Let's iterate this process until we have all the identities we want. We want 26 of them, so we can just check the length. (If this operation never finishes, we're out of luck!)

In [12]:
-- Generate the infinite list of iterations and their results.
initIdents = []
iterations = iterate iteration (initIdents, initRelations)

-- Define a completion condition.
-- We're done when there are 26 known identity elements.
done (idents, _) = length idents == 26

-- Discard all iteration results until completion.
-- Take the next one - the first one where the condition is met.
result = head $ dropWhile (not . done) iterations

Woohoo! We're done! Let's take a look at the results!

In [13]:
import Data.List (sort)

idents = fst result
identChars = map char idents
putStrLn $ sort identChars
length identChars

Looks like we do indeed have every single letter mapped to the identity.

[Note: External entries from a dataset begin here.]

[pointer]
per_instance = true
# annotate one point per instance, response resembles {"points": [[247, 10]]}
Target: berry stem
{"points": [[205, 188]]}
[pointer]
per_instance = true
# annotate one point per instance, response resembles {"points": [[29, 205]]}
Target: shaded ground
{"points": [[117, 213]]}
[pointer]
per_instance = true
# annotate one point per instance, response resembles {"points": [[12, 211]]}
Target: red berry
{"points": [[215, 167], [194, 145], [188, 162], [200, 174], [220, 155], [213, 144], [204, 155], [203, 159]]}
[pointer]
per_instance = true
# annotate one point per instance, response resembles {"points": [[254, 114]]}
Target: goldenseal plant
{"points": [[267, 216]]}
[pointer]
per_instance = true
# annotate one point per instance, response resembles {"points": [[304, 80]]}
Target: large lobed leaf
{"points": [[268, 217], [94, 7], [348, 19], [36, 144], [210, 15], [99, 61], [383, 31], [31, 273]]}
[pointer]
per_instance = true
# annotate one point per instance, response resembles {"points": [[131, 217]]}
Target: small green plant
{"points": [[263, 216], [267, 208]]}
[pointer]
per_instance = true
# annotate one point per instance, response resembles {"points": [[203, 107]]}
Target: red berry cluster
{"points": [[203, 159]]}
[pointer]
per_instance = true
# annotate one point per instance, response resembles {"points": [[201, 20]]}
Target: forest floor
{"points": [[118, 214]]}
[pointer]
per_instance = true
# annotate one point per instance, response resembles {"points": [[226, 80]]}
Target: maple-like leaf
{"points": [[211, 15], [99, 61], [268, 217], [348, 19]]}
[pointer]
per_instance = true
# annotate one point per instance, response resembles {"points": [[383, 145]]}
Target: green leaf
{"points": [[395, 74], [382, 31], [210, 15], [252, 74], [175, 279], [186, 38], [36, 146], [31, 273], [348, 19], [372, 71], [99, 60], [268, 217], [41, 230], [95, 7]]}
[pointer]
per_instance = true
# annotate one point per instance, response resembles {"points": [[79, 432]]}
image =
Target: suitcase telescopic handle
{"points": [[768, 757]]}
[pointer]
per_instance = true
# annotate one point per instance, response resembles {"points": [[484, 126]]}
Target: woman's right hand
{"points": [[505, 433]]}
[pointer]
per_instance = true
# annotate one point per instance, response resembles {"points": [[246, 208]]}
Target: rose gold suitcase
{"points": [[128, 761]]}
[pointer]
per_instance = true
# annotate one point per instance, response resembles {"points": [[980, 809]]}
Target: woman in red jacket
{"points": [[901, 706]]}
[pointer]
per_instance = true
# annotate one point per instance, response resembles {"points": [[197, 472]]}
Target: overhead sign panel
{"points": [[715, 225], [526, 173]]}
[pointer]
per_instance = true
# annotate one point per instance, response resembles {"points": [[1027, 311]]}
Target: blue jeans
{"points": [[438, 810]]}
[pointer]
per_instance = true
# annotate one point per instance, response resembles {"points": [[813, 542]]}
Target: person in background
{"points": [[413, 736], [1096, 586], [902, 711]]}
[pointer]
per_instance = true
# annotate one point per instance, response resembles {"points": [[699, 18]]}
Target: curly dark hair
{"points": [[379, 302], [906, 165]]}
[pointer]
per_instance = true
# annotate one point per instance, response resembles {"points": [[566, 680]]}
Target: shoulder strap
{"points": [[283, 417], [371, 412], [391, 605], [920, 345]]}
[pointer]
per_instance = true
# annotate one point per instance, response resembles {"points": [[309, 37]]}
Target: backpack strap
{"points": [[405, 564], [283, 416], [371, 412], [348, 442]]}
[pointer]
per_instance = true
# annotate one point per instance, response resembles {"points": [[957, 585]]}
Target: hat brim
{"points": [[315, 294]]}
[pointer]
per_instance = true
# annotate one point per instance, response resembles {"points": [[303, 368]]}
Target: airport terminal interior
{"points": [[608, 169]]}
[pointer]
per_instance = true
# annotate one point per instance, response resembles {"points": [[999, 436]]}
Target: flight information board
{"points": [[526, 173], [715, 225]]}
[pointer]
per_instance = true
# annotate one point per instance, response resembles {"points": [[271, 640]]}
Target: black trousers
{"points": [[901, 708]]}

Let's see if we can deduce, for each letter, how it was mapped to the identity. Instead of doing it in alphabetical order, we'll look at them in the order they were deduced, so it follows some logical flow.

In [14]:
import Text.Printf (printf)

forM_ idents $ \(FoundIdent char hist) -> do
  printf "Proving %c = 1:\n" char
  forM_ (reverse hist) $ \op ->
    putStrLn $ case op of
      Reduce first second -> 
        printf "Reduce %s and %s" first second
      Substitute ch ->
        printf "Substitute %c for ''" ch
  putStr "\n"
Proving e = 1:
Reduce aid and aide

Proving a = 1:
Reduce aisle and isle

Proving u = 1:
Reduce ant and aunt

Proving t = 1:
Reduce but and butt

Proving n = 1:
Reduce cannon and canon

Proving s = 1:
Reduce cent and scent

Proving h = 1:
Reduce choral and coral

Proving k = 1:
Reduce doc and dock

Proving l = 1:
Reduce filet and fillet

Proving w = 1:
Reduce hole and whole

Proving b = 1:
Reduce plum and plumb

Proving g = 1:
Reduce reign and rein

Proving c = 1:
Reduce scent and sent

Proving o = 1:
Reduce to and too

Proving i = 1:
Reduce waive and wave

Proving r = 1:
Reduce air and err
Substitute i for ''
Substitute a for ''
Substitute e for ''

Proving d = 1:
Reduce awed and odd
Substitute o for ''
Substitute w for ''
Substitute a for ''
Substitute e for ''

Proving y = 1:
Reduce bite and byte
Substitute i for ''

Proving z = 1:
Reduce boos and booze
Substitute s for ''
Substitute e for ''

Proving q = 1:
Reduce cask and casque
Substitute k for ''
Substitute u for ''
Substitute e for ''

Proving x = 1:
Reduce coax and cokes
Substitute k for ''
Substitute s for ''
Substitute a for ''
Substitute e for ''

Proving p = 1:
Reduce coo and coup
Substitute o for ''
Substitute u for ''

Proving f = 1:
Reduce draft and draught
Substitute g for ''
Substitute h for ''
Substitute u for ''

Proving m = 1:
Reduce damned and dammed
Substitute n for ''

Proving j = 1:
Reduce genes and jeans
Substitute g for ''
Substitute n for ''
Substitute a for ''
Substitute e for ''

Proving v = 1:
Reduce felt and veldt
Substitute l for ''
Substitute e for ''
Substitute f for ''
Substitute d for ''

If you scan through the list above, there's a few weird cases, but for the most part, it seems legitimate. (I mildly question felt and veldt, but it depends on how you pronounce things. If you look at the British English list of homophones, it's totally different anyways!)

So that's that! We've found the ways to reduce every letter to the identity, and shown how to do it.

I wonder if other languages also have trivial homophony groups. It might be fun to try Spanish, French, Russian, and others, and see if the homophony groups tell us anything interesting about the language!